Le lac Témiscouata a une longueur de vingt-sept à vingt-huit milles, sur une largeur d’un demi-mille en moyenne. Sa profondeur est énorme, en certains endroits même, inconnue ; on y a descendu la sonde jusqu’à sept cent cinquante pieds de la surface sans trouver de fond ; le Témiscouata a cela de commun avec son confrère le Témiscamingue, qui ne veut souffrir de comparaison sous ce rapport avec aucun autre lac au monde. Entre les deux « Témis » il est encore impossible de se prononcer et des sondages infaillibles pourront seuls décider dans l’avenir de cette grave question. Le lac est aussi lui extrêmement poissonneux, il est le rendez-vous favori des amateurs de pêche, en particulier des sportsmen américains, qui s’y rendent tous les ans en si grand nombre qu’une compagnie de capitalistes a décidé d’y construire l’an prochain, sur l’éminence la plus élevée, un autre grand hôtel ayant plus de cent pieds de longueur sur quarante de profondeur et trois étages de hauteur. On prend en abondance dans le lac de la truite, du touladi, du pointu, etc., et de la « queue d’anguille, » espèce de poisson qui se tient sur les fonds vaseux et qui pèse en moyenne de six à sept livres. On trouve aussi dans le lac du doré et du poisson blanc, pendant que sur la rive orientale, encore couverte d’épaisses forêts, les chasseurs trouvent abondance de perdrix, de lièvres, de chevreuils et de caribous.

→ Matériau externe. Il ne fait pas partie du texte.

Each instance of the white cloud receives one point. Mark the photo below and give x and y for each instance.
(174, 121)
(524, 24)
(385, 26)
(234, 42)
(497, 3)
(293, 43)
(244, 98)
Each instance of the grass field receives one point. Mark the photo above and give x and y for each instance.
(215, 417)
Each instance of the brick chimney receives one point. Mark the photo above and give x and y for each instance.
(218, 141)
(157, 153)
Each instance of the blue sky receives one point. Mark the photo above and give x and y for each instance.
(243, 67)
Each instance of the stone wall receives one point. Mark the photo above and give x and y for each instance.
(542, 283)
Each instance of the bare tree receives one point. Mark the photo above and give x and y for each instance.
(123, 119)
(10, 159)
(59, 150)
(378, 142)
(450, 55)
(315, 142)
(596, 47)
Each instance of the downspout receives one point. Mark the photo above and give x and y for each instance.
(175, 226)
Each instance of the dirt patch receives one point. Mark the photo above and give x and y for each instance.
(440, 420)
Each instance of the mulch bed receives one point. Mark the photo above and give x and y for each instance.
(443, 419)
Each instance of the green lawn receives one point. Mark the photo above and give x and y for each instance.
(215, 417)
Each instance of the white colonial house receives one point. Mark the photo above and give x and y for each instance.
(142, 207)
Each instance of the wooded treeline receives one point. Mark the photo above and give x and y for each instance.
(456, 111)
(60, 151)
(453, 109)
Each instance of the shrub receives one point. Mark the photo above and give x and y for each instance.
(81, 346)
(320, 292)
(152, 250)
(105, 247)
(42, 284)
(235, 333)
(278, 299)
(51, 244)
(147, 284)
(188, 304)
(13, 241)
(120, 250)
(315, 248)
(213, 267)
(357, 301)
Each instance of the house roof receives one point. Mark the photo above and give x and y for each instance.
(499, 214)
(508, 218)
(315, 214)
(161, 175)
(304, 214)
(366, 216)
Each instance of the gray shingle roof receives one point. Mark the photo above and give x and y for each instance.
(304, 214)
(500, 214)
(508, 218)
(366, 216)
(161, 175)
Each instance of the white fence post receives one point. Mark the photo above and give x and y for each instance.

Comme on l’a vu plus haut il n’y a pas de montagnes, à proprement parler, dans ce pays ; les hauteurs, plus ou moins échelonnées, plus ou moins distribuées çà et là ou retenues à la suite ou au-dessus les unes des autres, sont toutes cultivables ; disons plus, cette région entière, jusqu’à la rivière Saint-Jean, est d’une remarquable fertilité ; elle offre surtout un sol excellent pour les céréales, aussi y voit-on de belles et nombreuses cultures de blé et de sarrasin, outre que là où la charrue n’a pas encore pénétré, s’élèvent des forêts d’une grande valeur commerciale. La paroisse de Notre-Dame-du-Lac en particulier est remarquablement fertile ; c’est la plus considérable de toutes les paroisses de l’arrière Témiscouata, elle compte environ seize cents âmes, plusieurs concessions en parfait état de culture ainsi qu’une mission du nom de Saint-Eusèbe, qui ne contient pas moins de cinq cents âmes et dont le sol est renommé pour sa richesse, dans tout le pays environnant. On s’y plaint que les gouvernements précédents n’ont jamais voulu rien faire pour la colonisation, ni ouvrir des chemins, ni porter aide aux défricheurs ; aussi dit-on que, par suite de cet abandon funeste, la mission de Saint-Eusèbe n’a pas augmenté la moitié seulement de ce qu’elle aurait dû le faire, dans des circonstances plus avantageuses et avec l’aide d’un gouvernement soucieux du développement du pays.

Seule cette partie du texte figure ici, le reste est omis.